看在小丫頭這般弱如扶柳的份兒上,太子爺大發善心,在美人沐浴時沒有做出多過分的舉動,僅僅是從後方噬咬舔吻了幾口美人的香肩。
跟個吸血鬼似的——靳宛氣喘吁吁地想。
沐浴更衣後靳宛便提出要出宮,去同烏國使者團會合。敖千深知小丫頭是心繫爺爺,本也做好了心理準備,便沒再阻攔。
而是告知靳宛道:“今日父皇已下旨,明日要在宮中大擺筵席,邀請各國國主參加盛宴。不巧的是,你也在受邀行列之中。”
這下靳宛大吃一驚,心慌不已,“既是邀請各國國主,爲何我也會受邀?難不成帝君他是因爲我倆的事……?”
敖千忙摟住人安撫。
“不必驚慌,此事本宮亦有所耳聞,應當是爲了魂種之事。或許父皇特意召見也有你我關係的原因在,但主要還是爲了調查魂種。若此事當真十分重要,那麼召你去只會是爲你記功,旁的不必多思。”
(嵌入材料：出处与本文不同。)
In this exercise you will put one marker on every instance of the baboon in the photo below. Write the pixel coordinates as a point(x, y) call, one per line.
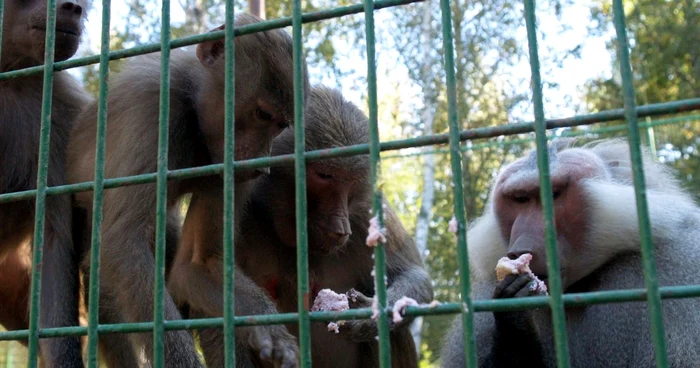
point(598, 248)
point(263, 108)
point(196, 284)
point(24, 32)
point(338, 195)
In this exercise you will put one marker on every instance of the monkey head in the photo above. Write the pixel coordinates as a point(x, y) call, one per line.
point(24, 31)
point(338, 189)
point(264, 98)
point(518, 210)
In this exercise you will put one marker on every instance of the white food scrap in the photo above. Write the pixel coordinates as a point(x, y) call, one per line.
point(335, 327)
point(521, 265)
point(375, 233)
point(400, 308)
point(329, 301)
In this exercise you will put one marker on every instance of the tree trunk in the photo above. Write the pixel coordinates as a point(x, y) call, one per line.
point(427, 116)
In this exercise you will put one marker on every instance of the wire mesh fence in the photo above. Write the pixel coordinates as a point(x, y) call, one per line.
point(653, 294)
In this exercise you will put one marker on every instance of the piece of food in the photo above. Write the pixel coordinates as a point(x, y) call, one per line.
point(400, 308)
point(329, 301)
point(521, 265)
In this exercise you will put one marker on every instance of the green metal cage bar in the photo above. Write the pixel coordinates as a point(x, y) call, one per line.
point(653, 293)
point(483, 305)
point(2, 11)
point(686, 105)
point(300, 191)
point(162, 188)
point(458, 188)
point(229, 187)
point(566, 134)
point(376, 180)
point(650, 277)
point(553, 271)
point(42, 175)
point(94, 294)
point(192, 40)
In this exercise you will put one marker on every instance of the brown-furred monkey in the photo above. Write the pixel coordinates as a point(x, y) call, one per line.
point(599, 249)
point(338, 194)
point(263, 108)
point(24, 33)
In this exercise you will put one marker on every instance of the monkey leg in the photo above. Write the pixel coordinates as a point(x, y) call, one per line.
point(212, 343)
point(115, 349)
point(15, 280)
point(59, 286)
point(204, 295)
point(135, 299)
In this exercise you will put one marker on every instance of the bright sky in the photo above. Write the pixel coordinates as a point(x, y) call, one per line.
point(564, 100)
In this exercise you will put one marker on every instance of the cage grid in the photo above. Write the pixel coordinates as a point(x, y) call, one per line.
point(653, 293)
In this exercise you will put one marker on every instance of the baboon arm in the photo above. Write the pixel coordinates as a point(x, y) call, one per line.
point(197, 286)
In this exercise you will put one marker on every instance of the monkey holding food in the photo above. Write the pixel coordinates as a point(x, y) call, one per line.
point(598, 246)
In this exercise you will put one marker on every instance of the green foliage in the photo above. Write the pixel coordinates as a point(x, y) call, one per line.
point(665, 59)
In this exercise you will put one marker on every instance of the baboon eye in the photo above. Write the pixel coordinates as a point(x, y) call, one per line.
point(263, 115)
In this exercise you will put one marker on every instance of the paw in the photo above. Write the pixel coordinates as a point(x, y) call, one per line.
point(517, 286)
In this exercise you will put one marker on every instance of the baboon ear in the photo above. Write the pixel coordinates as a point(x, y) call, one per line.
point(210, 51)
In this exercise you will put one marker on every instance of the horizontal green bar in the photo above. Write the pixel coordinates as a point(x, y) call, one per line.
point(483, 305)
point(566, 134)
point(361, 149)
point(192, 40)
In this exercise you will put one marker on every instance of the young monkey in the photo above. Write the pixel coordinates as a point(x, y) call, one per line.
point(263, 109)
point(23, 38)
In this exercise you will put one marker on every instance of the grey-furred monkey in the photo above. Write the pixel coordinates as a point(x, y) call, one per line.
point(599, 249)
point(263, 109)
point(23, 38)
point(338, 197)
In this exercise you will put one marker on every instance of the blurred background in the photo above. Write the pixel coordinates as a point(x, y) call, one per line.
point(580, 76)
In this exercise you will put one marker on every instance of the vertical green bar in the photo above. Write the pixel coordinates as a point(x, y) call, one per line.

聽罷靳宛才稍微有點放心,她是真沒想過剛來就會被帝君召見,沒做好準備啊!
“由於魂種一事尚不宜聲張,故本宮料想,父皇應當是對烏王授意,明日赴宴時將你帶上,然後再尋機暗中召見你。”憑着對父皇的瞭解,敖千沉着冷靜地分析,提點道:“屆時父皇應該會令本宮在場,宛兒大可安心。”
聽到這裡,靳宛心情複雜地點了頭。
“別怕,本宮會護好你的。”擔心小丫頭會爲明日的召見忐忑,敖千又特地說了一句。
靳宛是敖千親自送出宮的,兩日後就是朝會,所以這幾天皇宮的馬車來來往往,東宮的車子倒也不顯得扎眼。
不過送到烏國使者團落居附近,馬車就不能繼續往前了,否則定會引起軒然大波。
暗衛已經聯繫了左笙,因此他們到的時候,沈玉溪和左笙就駕了輛馬車在那處候着。
靳宛裹在羊毛披風裡,臉也被遮的嚴實,由沈玉溪攙着換了馬車。兩人該說的話都在回來的路上說了,因此也沒告別,只是停了片刻,兩輛馬車便錯身而過。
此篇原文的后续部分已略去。